Attendance focus. Published evidence flags attendance as an area that can limit learning for some pupils. If your child has a history of absence, ask what targeted strategies are used and how quickly concerns are escalated.
Careers breadth in earlier years. Careers support is described as stronger for older pupils than for earlier year groups. Families should ask how careers education now runs from Year 7 upwards, particularly for technical and apprenticeship routes.
Sixth-form clarity. Official records show the academy serves up to age 19, but the last full inspection referenced sixth-form suspension at that time. If you are considering Year 12 entry, ask for a clear explanation of the current post-16 offer, routes, and outcomes.
Tong Leadership Academy looks strongest where culture and structure matter most. The published picture is of a calm environment, respectful relationships, and a curriculum shaped around consistent routines, with a distinctive cadet and leadership offer that can give students a strong sense of identity and direction.
Academically, GCSE outcomes indicate meaningful improvement work remains, and families should evaluate subject consistency and intervention rather than relying on headline reputation. Best suited to students who benefit from routine, clear expectations, and leadership opportunities, and to families who want a school that prioritises safety, belonging, and personal development alongside qualifications.
The most recent inspection in October 2023 judged the school Good across all areas, and the published evidence describes a calm atmosphere with respectful relationships and an ambitious curriculum. Academic outcomes at GCSE are more mixed, so many families will weigh culture and structure alongside performance indicators when deciding fit.
Yes, demand indicators show more applications than offers in the latest snapshot, with 2.16 applications per place. In practice, this means families should treat admission as competitive and check the Bradford coordinated admissions process carefully.

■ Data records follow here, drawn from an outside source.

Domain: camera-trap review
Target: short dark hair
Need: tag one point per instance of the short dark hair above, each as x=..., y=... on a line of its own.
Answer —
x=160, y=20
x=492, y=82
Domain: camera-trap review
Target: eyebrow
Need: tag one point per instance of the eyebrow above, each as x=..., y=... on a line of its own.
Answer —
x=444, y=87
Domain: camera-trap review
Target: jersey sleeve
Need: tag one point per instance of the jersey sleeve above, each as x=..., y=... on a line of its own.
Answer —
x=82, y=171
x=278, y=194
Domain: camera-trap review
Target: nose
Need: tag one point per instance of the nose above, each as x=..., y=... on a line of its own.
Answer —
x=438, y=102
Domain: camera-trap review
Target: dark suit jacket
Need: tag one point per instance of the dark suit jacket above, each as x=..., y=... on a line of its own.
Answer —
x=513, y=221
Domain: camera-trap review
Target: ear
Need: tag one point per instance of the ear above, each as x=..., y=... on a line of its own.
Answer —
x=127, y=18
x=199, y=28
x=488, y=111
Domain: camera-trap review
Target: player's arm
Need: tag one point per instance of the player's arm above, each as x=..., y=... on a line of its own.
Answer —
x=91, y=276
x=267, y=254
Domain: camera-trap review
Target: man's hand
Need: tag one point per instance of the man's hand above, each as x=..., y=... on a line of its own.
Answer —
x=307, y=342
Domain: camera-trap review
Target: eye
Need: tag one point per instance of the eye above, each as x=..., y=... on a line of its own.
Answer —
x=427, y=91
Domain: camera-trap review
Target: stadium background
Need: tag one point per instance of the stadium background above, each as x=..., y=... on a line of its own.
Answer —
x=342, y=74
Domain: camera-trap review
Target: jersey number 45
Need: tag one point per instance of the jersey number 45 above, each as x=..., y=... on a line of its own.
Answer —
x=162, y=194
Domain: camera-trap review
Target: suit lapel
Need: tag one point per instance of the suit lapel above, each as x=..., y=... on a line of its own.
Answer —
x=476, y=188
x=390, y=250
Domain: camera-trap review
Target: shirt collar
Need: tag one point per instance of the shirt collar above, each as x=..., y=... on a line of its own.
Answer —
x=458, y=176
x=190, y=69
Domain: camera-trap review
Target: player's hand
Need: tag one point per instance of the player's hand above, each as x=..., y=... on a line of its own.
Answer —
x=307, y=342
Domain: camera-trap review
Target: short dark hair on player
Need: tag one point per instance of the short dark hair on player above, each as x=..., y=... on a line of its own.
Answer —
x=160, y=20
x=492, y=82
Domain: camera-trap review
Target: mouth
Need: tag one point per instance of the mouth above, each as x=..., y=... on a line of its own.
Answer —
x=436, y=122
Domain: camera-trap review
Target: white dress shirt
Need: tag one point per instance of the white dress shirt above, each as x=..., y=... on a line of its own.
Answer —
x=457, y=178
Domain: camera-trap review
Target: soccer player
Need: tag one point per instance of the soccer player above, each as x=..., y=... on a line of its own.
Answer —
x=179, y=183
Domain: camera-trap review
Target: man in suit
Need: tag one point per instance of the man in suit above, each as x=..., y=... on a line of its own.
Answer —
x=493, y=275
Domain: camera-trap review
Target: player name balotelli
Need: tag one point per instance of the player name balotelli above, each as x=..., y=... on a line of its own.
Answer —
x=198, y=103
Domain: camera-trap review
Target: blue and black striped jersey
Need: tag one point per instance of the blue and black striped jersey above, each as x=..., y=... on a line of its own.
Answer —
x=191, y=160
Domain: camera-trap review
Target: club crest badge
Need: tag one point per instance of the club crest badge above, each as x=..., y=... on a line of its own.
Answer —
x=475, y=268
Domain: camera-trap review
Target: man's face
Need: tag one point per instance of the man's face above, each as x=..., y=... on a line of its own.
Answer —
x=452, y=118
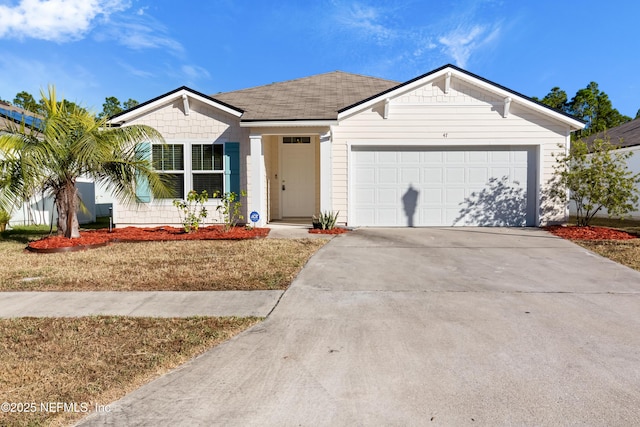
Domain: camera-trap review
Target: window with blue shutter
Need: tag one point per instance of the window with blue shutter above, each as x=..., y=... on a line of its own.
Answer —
x=232, y=167
x=143, y=191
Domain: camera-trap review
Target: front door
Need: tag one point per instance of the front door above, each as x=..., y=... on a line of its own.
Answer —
x=297, y=176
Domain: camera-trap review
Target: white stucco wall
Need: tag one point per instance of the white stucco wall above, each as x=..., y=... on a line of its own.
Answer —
x=466, y=116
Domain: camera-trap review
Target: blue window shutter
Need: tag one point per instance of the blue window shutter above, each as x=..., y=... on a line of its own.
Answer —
x=143, y=191
x=232, y=167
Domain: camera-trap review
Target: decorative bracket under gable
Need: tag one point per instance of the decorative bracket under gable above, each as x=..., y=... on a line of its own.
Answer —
x=185, y=102
x=507, y=105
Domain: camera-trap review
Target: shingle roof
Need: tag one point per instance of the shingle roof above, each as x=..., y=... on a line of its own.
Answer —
x=628, y=132
x=316, y=97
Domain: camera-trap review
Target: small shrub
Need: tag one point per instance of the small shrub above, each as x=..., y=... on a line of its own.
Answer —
x=325, y=220
x=4, y=219
x=230, y=208
x=192, y=211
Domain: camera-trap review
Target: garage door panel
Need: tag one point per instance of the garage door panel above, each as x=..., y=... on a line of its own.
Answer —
x=387, y=176
x=478, y=175
x=432, y=196
x=387, y=196
x=455, y=175
x=443, y=186
x=366, y=176
x=433, y=175
x=454, y=156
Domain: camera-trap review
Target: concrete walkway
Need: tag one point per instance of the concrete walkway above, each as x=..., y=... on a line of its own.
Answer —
x=152, y=304
x=415, y=327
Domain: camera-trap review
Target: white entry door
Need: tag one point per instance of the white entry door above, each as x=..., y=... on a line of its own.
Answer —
x=297, y=176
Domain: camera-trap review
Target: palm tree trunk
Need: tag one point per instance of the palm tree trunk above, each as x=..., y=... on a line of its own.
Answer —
x=67, y=205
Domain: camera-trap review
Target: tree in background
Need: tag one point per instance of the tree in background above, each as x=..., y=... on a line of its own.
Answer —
x=556, y=98
x=112, y=106
x=69, y=143
x=593, y=106
x=27, y=102
x=596, y=177
x=590, y=105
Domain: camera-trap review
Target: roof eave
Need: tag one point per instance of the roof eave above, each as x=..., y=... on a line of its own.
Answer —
x=147, y=106
x=288, y=123
x=495, y=88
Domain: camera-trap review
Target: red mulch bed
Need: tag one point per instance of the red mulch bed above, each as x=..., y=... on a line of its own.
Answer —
x=589, y=233
x=336, y=230
x=136, y=234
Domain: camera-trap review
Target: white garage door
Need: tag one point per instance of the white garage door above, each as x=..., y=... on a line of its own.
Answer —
x=436, y=186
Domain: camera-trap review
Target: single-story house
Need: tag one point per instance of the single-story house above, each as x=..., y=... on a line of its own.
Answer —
x=626, y=138
x=445, y=148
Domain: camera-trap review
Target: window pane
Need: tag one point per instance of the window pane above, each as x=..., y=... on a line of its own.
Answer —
x=218, y=157
x=169, y=157
x=196, y=157
x=156, y=156
x=175, y=181
x=178, y=157
x=207, y=157
x=296, y=140
x=212, y=182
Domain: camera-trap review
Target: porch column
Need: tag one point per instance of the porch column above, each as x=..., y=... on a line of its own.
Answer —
x=326, y=204
x=257, y=197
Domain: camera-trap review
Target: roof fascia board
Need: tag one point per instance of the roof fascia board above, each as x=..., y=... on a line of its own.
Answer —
x=470, y=78
x=287, y=123
x=178, y=94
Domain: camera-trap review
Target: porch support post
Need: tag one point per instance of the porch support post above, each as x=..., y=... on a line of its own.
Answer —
x=326, y=203
x=258, y=195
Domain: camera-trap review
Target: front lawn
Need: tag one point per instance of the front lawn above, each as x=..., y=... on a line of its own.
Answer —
x=159, y=266
x=86, y=363
x=625, y=252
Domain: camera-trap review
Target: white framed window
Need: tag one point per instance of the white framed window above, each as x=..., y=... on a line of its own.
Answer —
x=169, y=159
x=207, y=168
x=196, y=165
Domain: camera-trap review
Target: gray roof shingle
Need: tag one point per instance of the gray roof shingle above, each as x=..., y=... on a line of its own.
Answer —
x=625, y=135
x=317, y=97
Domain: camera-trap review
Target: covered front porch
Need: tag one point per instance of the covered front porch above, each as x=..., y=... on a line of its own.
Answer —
x=294, y=166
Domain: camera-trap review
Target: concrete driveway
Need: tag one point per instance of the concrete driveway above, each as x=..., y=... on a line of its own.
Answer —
x=434, y=326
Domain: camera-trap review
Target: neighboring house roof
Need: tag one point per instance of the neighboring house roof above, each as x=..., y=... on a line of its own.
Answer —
x=625, y=135
x=327, y=97
x=12, y=115
x=317, y=97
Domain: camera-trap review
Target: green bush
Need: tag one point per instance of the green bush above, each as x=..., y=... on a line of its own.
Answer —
x=192, y=211
x=325, y=220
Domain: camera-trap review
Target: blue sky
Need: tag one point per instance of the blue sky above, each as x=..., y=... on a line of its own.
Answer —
x=140, y=49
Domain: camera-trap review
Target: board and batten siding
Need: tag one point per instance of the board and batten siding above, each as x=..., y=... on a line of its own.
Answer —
x=204, y=125
x=466, y=116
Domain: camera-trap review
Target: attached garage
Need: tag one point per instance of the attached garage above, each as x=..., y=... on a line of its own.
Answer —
x=444, y=186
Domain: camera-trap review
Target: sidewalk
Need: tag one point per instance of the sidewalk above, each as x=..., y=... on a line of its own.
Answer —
x=139, y=303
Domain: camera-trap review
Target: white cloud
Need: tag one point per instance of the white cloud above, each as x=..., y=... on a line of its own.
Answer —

For September 2026 entry, Bradford’s published secondary application window ran from 12 September 2025 to 31 October 2025. Offers were released on 2 March. For future years, dates typically follow a similar autumn pattern, but families should always confirm the current timetable.
The latest published GCSE indicators show Average Attainment 8 of 35.8 and a Progress 8 score of -0.61. The school’s FindMySchool GCSE ranking places it 3,399th in England and 27th in Bradford (FindMySchool ranking based on official data).
The cadet offer is a distinctive feature, referenced as part of a well-developed programme that raises aspirations. Published materials also reference creative and media options such as set design club and film club, alongside music and theatre productions.